Amazon RedShift vs RedShift Spectrum vs Amazon EMR - A comparison - AWS Certification


Let’s get a quick overview of the big data options in AWS - Amazon RedShift vs RedShift Spectrum vs Amazon EMR. We will look at important certification questions regarding Amazon RedShift vs RedShift Spectrum vs Amazon EMR.

You will learn

  • What are big data options in AWS?
  • How do you choose - Amazon RedShift vs RedShift Spectrum vs Amazon EMR?
  • Comparison - Amazon RedShift vs RedShift Spectrum vs Amazon EMR

Table of Contents

AWS Certification - 25 PDF Cheat Sheets + Free Course

Each cheat sheet contains:

  • FAQs and Tutorials with 5-20 slides
  • Notes to quickly review and prepare for certification exam
  • Certification Exam Tips
  • Certification and Interview Scenario Questions
Download

Amazon Redshift

Redshift is a relational database ( tables and relationships).

What is the need for another relational database?

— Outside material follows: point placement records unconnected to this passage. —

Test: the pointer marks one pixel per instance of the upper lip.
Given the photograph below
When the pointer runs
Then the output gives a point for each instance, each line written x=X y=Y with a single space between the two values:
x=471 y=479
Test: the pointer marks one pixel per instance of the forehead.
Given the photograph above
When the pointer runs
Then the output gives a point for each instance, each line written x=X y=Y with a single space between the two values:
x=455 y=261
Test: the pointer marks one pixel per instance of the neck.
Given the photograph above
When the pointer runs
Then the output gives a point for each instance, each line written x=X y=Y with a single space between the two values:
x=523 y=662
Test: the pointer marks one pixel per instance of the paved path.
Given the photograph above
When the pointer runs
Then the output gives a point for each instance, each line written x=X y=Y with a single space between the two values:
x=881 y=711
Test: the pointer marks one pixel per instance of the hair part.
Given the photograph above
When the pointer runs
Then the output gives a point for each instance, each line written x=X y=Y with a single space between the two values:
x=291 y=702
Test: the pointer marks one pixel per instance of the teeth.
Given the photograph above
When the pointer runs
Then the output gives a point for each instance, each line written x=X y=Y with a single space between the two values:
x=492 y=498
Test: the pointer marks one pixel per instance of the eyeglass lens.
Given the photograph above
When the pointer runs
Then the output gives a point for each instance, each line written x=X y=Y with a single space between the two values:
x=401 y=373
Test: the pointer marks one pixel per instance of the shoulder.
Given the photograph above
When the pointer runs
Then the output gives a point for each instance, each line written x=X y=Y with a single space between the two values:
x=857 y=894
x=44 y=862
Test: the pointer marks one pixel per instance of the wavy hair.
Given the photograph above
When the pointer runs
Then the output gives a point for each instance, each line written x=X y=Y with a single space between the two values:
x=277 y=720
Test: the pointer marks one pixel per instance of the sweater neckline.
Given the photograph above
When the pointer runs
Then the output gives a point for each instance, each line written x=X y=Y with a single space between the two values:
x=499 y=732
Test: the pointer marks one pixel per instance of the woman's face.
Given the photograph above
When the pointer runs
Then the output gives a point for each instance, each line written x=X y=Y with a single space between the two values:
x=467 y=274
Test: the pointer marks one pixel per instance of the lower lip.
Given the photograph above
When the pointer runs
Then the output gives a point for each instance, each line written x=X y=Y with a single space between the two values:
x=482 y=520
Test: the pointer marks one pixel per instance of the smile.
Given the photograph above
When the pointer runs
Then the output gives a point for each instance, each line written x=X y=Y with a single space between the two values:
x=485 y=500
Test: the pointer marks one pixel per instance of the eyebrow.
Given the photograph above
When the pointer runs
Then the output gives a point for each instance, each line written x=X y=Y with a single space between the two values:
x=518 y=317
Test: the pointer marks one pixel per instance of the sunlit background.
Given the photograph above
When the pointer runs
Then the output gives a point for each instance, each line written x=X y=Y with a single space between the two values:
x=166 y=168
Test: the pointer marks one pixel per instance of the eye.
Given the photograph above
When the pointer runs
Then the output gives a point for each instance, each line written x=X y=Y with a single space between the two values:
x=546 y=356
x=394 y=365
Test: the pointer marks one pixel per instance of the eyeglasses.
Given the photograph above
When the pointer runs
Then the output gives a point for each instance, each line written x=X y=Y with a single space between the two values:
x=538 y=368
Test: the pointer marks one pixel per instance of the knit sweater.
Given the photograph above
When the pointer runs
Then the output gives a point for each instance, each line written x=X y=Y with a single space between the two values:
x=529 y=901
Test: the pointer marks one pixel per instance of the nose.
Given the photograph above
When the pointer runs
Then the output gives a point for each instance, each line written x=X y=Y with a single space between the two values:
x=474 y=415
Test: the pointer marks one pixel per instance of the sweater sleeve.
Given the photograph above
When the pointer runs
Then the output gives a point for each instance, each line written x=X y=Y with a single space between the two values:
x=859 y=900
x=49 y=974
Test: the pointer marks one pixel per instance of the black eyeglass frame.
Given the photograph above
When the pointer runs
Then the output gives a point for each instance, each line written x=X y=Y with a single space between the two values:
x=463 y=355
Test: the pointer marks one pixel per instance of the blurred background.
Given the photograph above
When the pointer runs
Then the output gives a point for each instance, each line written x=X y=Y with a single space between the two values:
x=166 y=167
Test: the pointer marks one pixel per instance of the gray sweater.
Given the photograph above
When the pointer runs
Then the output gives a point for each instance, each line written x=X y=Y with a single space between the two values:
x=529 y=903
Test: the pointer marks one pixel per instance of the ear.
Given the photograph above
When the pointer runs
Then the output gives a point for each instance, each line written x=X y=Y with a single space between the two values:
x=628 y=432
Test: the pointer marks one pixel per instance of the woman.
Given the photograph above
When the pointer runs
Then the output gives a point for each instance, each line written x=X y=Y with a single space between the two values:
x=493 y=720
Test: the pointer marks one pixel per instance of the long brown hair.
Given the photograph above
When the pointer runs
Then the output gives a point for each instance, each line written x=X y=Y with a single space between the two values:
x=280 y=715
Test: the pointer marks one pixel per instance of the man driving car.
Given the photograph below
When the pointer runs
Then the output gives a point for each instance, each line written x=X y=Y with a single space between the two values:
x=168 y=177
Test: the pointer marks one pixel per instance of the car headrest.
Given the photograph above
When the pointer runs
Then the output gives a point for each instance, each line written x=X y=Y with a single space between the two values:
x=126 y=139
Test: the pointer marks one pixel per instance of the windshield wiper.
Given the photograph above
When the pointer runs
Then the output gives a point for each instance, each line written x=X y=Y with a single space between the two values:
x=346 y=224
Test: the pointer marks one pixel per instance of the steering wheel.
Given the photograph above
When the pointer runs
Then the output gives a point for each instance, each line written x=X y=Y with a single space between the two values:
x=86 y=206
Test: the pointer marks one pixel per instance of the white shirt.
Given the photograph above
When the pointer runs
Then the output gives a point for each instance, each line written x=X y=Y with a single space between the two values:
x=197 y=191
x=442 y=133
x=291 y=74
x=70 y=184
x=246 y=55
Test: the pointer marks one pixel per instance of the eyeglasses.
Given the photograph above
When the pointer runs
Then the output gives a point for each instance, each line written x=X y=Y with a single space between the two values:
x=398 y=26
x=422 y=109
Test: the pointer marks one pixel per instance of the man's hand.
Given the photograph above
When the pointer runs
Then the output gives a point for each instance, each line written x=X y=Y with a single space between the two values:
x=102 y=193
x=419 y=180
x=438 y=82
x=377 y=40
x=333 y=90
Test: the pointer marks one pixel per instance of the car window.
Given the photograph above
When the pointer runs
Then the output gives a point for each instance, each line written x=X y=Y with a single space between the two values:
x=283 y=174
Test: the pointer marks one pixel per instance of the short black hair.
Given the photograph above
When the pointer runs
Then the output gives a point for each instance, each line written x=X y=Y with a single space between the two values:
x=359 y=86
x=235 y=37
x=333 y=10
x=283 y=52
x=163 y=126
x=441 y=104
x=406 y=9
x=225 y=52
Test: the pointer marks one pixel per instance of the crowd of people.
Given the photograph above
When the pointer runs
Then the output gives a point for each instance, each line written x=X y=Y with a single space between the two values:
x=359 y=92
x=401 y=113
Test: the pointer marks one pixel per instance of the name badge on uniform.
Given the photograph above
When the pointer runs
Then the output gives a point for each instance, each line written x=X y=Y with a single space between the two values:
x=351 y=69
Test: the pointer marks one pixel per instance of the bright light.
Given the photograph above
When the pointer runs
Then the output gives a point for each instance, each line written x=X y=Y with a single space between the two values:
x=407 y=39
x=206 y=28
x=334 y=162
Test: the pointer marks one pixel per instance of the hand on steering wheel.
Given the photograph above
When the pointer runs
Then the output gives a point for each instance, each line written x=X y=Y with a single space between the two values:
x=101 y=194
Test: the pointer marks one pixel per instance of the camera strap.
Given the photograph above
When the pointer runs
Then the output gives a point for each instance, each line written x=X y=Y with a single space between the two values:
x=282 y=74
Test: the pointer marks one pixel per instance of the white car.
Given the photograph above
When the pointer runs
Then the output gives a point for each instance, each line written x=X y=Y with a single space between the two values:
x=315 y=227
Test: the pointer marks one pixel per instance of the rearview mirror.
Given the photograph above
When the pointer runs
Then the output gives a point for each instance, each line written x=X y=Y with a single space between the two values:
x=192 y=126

RDS is optimized for online transaction processing. It is optimized to provide a balance between both reads and write operations. OLAP workloads have exponentially larger reads on the databases compared to writes.

The questions are:

  • Can we use a different approach to design the database?
  • How about creating a cluster and splitting the execution of the same query across several nodes?

Redshift is a petabyte-scale distributed data ware house based on PostgreSQL

Three important characteristics of Redshift:

  • Massively parallel processing (MPP) - storage and processing can be split across multiple nodes
  • Columnar data storage
  • High data compression

Amazon Redshift Spectrum

Amazon Redshift Spectrum helps you run SQL queries against datasets in Amazon S3. It does need for any intermediate data stores.

Here are some of the important characteristics:

  • Auto scales based on your queries
  • Scale storage and compute independently
  • Metadata defined in Amazon Redshift
    • Avro, CSV, Ion, JSON, ORC, Parquet formats supported
  • Eliminate expensive data transfers from S3 to data warehousing solutions (Cost effective)
  • Integrates with Amazon Athena
  • Query against Amazon EMR (as well)

Amazon EMR - Elastic MapReduce

Amazon EMR is a managed Hadoop service with high availability and durability.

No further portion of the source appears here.